Beyond that your example has a few issues. Firstly, you're falling into the XPath // trap. If (and it should be a big if) you're going to be using XPath queries a lot for finding your elements, get used to starting your queries with .// rather than just // - if you don't you are defeating all of Capybara's scoping on the page (within, chained find, etc). Using CSS selectors doesn't have that issue so makes more sense for most queries where you're not using one of Capybara's built-in selector types.

find("input[name='some_name']", visible: false)

Knowing we are looking for a file input we can go one better by using Capybara's built-in file_field selector and doing

find(:file_field, 'some_name', visible: false)
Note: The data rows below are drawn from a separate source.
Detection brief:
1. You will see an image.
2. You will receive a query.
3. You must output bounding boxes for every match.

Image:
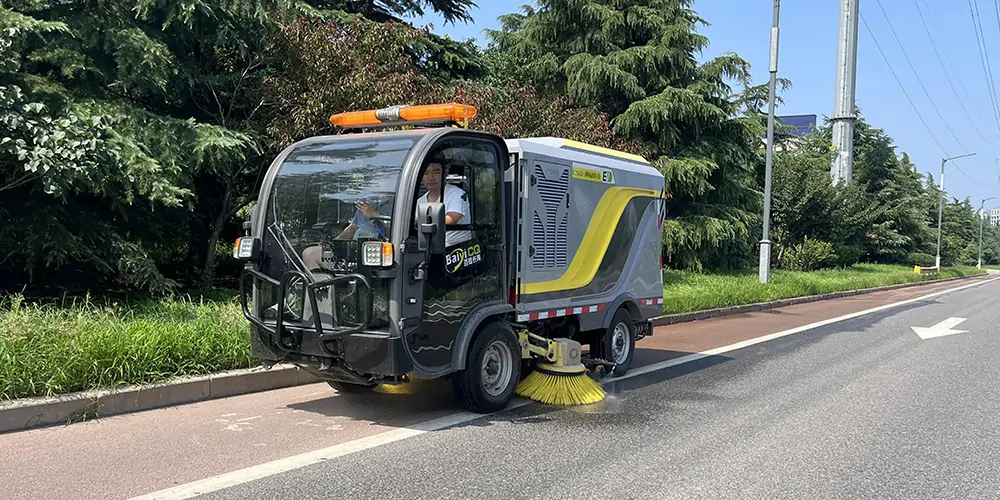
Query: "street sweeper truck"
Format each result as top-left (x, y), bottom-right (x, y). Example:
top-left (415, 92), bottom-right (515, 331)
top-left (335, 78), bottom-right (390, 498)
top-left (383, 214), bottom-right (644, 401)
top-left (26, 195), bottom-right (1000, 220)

which is easier to read and explains exactly what you're looking for. Next, since you're finding a file field I assume you'll want to actually add a file to it. This can be problematic since non-visible elements can't generally be interacted with. However since file fields are so often hidden, to allow for styling, there is an option to help with that.

attach_file('some_name', file_path, make_visible: true)

The make_visible: true option will temporarily change the elements CSS to make it visible (you can set it to a hash of CSS values to set rather than true if the default CSS doesn't work on your page), attach the file to it, and then revert the CSS changes.

As a final point, setting Capybara.ignore_hidden_elements = false is a terrible idea if you're testing an app (if just doing automation it's fine) since it leads to tests that aren't actually testing what a user can see/do.